EchoDelta_9

joined 2 days ago
[–] EchoDelta_9@programming.dev 0 points 1 hour ago (1 children)

Arch was my first choice

Could you please elaborate on that? Like, how did it become your first choice?

[–] EchoDelta_9@programming.dev 5 points 12 hours ago (2 children)

This isnt a distro

I don’t think you know exactly what constitutes an entire distribution.

Then what is? And which authorities endorses that view? Or..., is it perhaps possible to arrive at that definition by (logical) necessity? If no such authorities exist and if it doesn't follow by necessity, then how is your definition anything but arbitrary?

[–] EchoDelta_9@programming.dev 2 points 17 hours ago

Unsure whether it fits with the rest, but I'd argue it is an innovative and very compelling 'standard' that is competing with everything else mentioned in this thread.

So, the basic idea is as follows: if it is so difficult to deal with the loss of the main package manager found on the mutable/traditional variant, why don't we pursuit ways to not lose it in the first place and thus try to make it coexist (somehow) with the atomic model. Enter RakuOS's hybrid design in which everything installed through dnf is overlayed persistently over the bootc-managed base system.

[–] EchoDelta_9@programming.dev 1 points 17 hours ago

Ah okay. Thanks for clarifying! But isn't that a problem with most repositories? I believe Flatpak's verified is one of the few exceptions.

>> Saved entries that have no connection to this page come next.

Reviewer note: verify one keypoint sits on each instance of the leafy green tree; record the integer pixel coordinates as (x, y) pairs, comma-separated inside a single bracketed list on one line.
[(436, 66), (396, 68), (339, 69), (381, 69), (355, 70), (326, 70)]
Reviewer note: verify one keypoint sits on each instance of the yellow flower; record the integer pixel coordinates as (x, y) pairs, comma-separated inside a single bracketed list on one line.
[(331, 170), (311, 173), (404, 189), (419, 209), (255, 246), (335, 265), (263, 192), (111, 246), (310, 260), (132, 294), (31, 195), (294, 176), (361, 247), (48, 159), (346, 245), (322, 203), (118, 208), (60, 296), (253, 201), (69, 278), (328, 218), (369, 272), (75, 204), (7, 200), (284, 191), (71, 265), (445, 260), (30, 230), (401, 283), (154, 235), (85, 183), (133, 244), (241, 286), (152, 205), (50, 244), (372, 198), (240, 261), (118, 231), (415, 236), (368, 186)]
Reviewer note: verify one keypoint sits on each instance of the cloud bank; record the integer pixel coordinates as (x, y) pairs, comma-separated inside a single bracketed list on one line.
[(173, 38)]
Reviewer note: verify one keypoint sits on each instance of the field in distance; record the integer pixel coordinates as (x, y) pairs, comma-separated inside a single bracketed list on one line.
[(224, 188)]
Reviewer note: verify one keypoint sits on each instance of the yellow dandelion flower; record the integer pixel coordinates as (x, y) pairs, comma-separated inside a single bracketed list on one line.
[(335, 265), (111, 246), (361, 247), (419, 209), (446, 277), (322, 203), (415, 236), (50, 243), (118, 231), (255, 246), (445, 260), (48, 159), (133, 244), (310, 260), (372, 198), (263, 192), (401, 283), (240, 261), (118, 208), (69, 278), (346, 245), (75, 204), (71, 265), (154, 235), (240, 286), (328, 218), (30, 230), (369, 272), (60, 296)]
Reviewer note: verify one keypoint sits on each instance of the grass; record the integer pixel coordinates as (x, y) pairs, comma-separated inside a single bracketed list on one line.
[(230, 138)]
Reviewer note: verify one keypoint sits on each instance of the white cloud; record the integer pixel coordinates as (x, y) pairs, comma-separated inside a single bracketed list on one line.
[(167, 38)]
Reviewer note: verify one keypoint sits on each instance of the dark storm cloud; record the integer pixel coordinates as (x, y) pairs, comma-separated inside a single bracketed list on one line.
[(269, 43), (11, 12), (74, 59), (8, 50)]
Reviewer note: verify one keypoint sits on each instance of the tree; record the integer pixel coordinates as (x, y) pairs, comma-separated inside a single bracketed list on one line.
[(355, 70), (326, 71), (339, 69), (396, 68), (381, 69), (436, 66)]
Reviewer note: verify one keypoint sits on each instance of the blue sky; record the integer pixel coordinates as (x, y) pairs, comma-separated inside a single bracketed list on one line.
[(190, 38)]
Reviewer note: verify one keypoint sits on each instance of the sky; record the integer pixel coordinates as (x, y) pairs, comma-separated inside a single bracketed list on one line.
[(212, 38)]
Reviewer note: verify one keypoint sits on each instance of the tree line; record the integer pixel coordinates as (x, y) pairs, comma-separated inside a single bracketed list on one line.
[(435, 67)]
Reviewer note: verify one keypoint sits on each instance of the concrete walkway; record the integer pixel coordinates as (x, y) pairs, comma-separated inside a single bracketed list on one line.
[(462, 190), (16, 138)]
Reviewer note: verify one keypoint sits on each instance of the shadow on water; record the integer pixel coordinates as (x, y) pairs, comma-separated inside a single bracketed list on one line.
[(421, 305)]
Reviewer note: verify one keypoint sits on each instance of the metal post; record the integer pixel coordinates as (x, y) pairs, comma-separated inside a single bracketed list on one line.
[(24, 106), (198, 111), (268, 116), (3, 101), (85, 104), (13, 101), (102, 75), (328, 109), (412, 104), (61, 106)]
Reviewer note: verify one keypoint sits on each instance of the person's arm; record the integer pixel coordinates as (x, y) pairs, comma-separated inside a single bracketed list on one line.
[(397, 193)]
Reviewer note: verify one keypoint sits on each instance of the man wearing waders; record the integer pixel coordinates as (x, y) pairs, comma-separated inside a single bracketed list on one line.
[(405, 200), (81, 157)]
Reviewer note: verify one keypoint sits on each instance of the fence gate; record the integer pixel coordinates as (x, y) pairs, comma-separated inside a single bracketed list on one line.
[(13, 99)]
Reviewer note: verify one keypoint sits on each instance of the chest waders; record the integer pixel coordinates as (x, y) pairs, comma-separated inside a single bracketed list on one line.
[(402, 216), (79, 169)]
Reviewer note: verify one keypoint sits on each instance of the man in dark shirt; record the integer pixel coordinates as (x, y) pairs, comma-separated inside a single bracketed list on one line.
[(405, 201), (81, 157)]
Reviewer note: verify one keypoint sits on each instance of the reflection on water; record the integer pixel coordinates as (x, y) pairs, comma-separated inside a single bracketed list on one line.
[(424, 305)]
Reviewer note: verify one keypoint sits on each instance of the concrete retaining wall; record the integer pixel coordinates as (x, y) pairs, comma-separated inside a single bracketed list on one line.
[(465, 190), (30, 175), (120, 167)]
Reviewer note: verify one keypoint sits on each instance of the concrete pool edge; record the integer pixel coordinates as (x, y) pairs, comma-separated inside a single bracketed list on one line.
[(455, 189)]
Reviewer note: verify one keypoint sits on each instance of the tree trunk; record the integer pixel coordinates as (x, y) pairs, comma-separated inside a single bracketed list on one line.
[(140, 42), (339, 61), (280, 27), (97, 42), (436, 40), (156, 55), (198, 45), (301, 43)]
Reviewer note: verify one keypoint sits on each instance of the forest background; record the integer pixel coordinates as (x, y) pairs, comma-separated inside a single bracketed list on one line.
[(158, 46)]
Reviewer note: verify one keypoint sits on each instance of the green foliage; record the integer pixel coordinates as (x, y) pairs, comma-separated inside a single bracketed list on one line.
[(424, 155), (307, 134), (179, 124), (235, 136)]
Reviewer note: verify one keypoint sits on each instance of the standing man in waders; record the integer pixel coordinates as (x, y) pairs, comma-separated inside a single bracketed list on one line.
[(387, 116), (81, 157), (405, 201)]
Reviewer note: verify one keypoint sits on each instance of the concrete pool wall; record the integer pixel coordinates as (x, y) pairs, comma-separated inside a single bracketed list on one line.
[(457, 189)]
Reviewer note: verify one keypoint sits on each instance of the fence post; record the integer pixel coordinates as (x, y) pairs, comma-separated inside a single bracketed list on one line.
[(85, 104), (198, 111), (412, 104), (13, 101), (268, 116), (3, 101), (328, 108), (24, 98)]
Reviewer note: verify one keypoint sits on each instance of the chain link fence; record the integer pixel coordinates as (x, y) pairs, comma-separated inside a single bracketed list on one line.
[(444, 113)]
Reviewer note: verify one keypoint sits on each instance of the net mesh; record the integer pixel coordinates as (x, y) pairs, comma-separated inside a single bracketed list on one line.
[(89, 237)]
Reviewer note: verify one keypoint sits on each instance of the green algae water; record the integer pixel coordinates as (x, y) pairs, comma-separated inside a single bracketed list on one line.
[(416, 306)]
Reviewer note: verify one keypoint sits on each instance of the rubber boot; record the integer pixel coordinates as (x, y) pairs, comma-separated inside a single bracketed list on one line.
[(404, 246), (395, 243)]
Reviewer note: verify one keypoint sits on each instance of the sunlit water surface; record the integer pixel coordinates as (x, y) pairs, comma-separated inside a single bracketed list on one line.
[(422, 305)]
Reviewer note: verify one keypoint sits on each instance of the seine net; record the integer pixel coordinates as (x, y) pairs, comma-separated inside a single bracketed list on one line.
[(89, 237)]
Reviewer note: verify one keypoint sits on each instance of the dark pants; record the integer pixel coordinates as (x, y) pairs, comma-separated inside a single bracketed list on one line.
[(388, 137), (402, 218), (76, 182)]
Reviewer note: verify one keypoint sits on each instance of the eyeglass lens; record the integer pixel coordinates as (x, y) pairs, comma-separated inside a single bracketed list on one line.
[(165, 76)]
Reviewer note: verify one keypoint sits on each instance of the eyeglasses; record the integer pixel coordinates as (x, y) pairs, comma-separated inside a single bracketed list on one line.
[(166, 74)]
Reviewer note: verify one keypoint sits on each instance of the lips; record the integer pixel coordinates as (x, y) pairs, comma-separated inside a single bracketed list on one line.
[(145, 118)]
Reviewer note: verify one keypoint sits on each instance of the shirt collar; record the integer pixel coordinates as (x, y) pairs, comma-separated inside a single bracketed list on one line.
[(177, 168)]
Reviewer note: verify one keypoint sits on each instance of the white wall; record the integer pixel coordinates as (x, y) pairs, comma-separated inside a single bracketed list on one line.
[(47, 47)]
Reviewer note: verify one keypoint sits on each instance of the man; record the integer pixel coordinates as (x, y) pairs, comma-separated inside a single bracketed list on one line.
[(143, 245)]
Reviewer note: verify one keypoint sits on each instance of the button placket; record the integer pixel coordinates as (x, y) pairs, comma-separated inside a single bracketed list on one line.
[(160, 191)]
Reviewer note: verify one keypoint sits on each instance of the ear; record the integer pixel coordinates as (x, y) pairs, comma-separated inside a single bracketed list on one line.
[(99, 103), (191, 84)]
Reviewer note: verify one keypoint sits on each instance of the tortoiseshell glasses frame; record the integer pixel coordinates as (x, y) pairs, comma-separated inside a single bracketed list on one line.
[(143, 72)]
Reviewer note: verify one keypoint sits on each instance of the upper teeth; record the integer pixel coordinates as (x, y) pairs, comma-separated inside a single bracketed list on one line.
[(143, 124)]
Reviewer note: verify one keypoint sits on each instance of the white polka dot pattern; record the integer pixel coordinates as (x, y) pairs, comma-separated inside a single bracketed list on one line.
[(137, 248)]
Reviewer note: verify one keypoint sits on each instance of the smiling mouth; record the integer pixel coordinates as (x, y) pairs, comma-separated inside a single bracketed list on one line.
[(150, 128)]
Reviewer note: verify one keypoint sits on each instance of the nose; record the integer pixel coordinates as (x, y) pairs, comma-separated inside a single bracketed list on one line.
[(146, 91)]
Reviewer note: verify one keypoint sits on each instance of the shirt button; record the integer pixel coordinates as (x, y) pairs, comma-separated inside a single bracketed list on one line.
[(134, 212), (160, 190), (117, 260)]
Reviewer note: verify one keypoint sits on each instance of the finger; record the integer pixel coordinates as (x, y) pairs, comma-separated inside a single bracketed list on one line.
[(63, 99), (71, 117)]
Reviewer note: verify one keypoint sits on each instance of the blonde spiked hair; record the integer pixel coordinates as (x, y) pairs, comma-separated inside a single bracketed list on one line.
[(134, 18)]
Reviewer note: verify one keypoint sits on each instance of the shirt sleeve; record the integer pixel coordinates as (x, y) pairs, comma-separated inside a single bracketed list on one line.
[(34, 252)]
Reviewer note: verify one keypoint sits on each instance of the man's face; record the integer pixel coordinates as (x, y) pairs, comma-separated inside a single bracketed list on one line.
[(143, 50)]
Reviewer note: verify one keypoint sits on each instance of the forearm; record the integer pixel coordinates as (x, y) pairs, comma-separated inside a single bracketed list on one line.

[–] EchoDelta_9@programming.dev 1 points 1 day ago (3 children)

Likely no official packages.

Would you mind explaining what you mean with this? Thanks in advance!

Thank you very much for the detailed and well-sourced write-up!

It has been my pleasure 😊. I really appreciate your kind words 🤍.

It kind of proves OP’s point though: distros do come with a lot of idiosyncrasies of “how things are done around these parts”.

Absolutely. But, I think it's nuanced and the lines are becoming increasingly blurry. If something based on Fedora can become something based on Arch (and vice-versa), if almost any distro has multiple releases/channels/braches, if software for/from any distro can be installed on every other distro, then... at what point is it truly "around these parts" rather than "with those not-hardcoded system specifications"? Kinda like how DEs can be (un)installed, and how those come with implications on how some stuff is done...

[–] EchoDelta_9@programming.dev 3 points 2 days ago* (last edited 2 days ago) (2 children)

FWIW, uBlue has been brewing for almost three years now for their CLI stuff: see this issue tracker and this blogpost from Bluefin's creator.

The distrobox workflow overall has mostly been superseded by better alternatives^[There's sysext with its (WIP) manager, Brew Tap to tap into homebrew casks and some peeps even use coldbrew. And last, but definitely not least, nix support has improved over the years. And if you just want to use dnf, RakuOS' innovative hybrid design allows just that; an image-based core you can't touch (like the other 'immutables'), but dnf works and is applied through a persistent overlay.]. Though, for completeness' sake, openSUSE's atomic offering continues to heavily rely on Distrobox. But, in their defense, I think their atomic offerings are simply better^[Fedora's container images are tied to its major release versions. Hence, every 7-13 months you're required to set them up from scratch if you'd like to continue using them 😅. Even if this process can be streamlined, it's IMO very cumbersome regardless. In openSUSE's case, the containers are based on Tumbleweed. Which, has a rolling release cadence. Hence, it was meant to be used indefinitely.] suited for it.

[–] EchoDelta_9@programming.dev 1 points 2 days ago

Not the one you asked, but I think the answer lies in the bold part:

most of these will make new users unhappy or even question their sanity.

For example, I can't imagine any of the uBlue projects causing major difficulties. Though, edge cases do exist; adding kernel mods can still be a bitch, even if there are efforts to improve this.

[–] EchoDelta_9@programming.dev 72 points 2 days ago (2 children)

I just thought that the phrase "the distro you are using doesn’t matter" is used to combat the analysis paralysis that many new users experience.

And -to be frank- while Ubuntu and NixOS don't even remotely resemble each other, I can't be the only one that feels that most traditional distros do feel kinda same~y.

[–] EchoDelta_9@programming.dev 2 points 2 days ago

Is there something locked down like Bazzite but with long term LTS release cycle?

The only high confidence projects I know of are:

There's also stuff like HeliumOS, stillOS and probably other images based (in)directly on RHEL Image Mode.

[–] EchoDelta_9@programming.dev 2 points 2 days ago

What do you think of this framing of linux distributions? Accurate? Horrible?

I skimmed through the table and its content seems to be up-to-date. Kudos to the maintainer(s)/contributor(s) for the effort!

The text above the table is more subject to scrutiny, simply for being ever so slightly more opinionated compared to the fact-based table. Though, FWIW, I'm quite pleased with the result.